A Vote for Peace
Sadly, so has the so-called Working Families Party. So-called, because it is just a line on the ballot, controlled by a few nominally progressive trade-union officials who have worked for years to stave off efforts to build an effective labor party. Their interest is obvious: it is to continue to control their huge pension and welfare funds, which would shrink or vanish if we enacted universal single-payer health care and other reforms.
What is harder to figure is the stance of our leading left-liberal weekly, the Nation. By and large it agrees with McReynolds on the issues, but it has shown an inexplicable allergy toward the Greens, especially in New York. Under the influence, perhaps, of the "pragmatic liberal" Mark Green, it blackballed a Nation colleague running for governor. As a result, the Green party lost its line on the ballot by a few hundred votes, while the so-called Working Families Party squeaked by. Now it is too late for the Nation to endorse McReynolds -- assuming that it might like to. It is not too late, though, for it to re-examine its positions.

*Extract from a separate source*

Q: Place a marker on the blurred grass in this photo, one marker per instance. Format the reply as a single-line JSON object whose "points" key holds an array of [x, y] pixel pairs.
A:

However the election turns out, the Nation will have achieved one obsessive goal; its final issue gets in one more poke at Ralph Nader. He wasted resources fighting to get on the ballot, and he never did face up to how much damage a Bush victory would bring. But he did keep his agenda alive. In states that are safe for Kerry, I’d recommend a vote for Nader -- but from where I sit, there are no safe states.